Count Three. On or about April 26, 2009, Defendant produced a video taken in the shower area of the men's locker room at Fitness Center A. At the start of the video, Defendant can be seen telling Minor 3 and Minor 4, who were in the shower wearing swim trunks, that due to the chlorine in the pool, they need to remove their swim trunks, wash them, and wring them out. Minor 3 removed his swim trunks. Minor 4 initially walked off camera, but when he returned still wearing his swim trunks, Defendant again instructed him to remove his swim trunks, and Minor 4 complied. Defendant zoomed the camera in on Minor 3's exposed penis as Minor 3 washed himself, and then, reentering the camera view, grabbed and appeared to be inspecting Minor 3's swim trunks. After Minor 3 got dressed, Defendant adjusted the camera view, this time to zoom in on Minor 4's exposed penis as Minor 4 washed himself.

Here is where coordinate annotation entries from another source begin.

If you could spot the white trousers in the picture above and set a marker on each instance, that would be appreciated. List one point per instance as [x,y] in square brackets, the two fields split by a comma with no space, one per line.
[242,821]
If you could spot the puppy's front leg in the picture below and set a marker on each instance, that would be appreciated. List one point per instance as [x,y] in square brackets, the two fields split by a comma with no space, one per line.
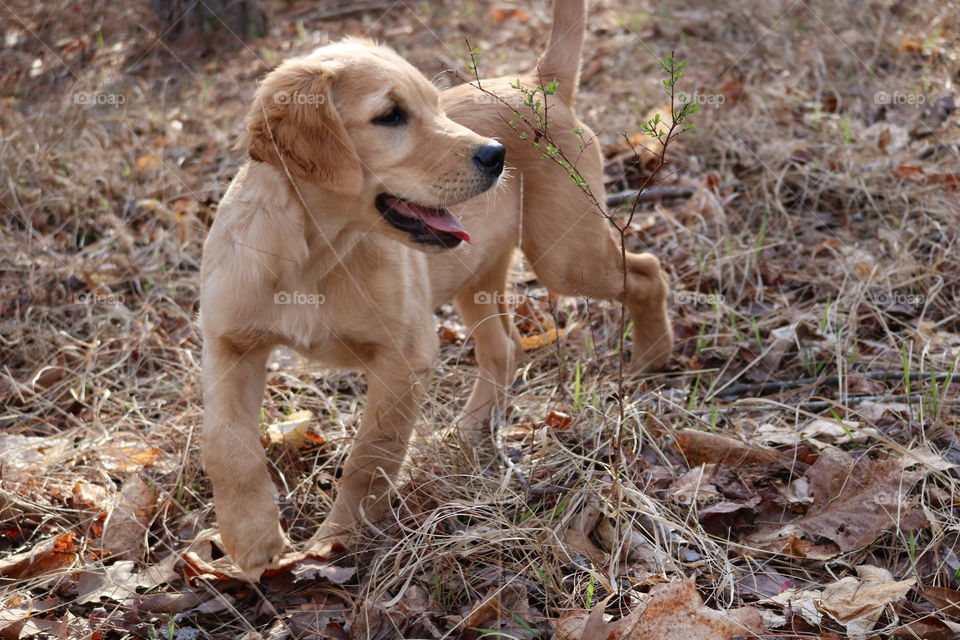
[233,381]
[394,393]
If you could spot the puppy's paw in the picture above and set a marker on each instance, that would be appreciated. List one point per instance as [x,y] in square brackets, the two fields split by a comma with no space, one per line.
[255,545]
[652,349]
[330,541]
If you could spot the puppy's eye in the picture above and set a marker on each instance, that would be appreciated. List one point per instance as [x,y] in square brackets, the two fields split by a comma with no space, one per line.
[393,118]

Count Four. On or about October 1, 2013, Defendant produced a video from the shower area of the men's locker room at Fitness Center B. From his position in one shower stall, Defendant videorecorded events in an adjacent shower stall by placing a camera on the shower stall divider and angling the camera to capture the adjacent shower. The video captured a prepubes-cent boy (“Minor 5”) wearing and removing a shirt. Minor 5's penis was visible and erect throughout most of the video. Although Minor 5 did not appear to be masturbating, he touched and played with his penis multiple times.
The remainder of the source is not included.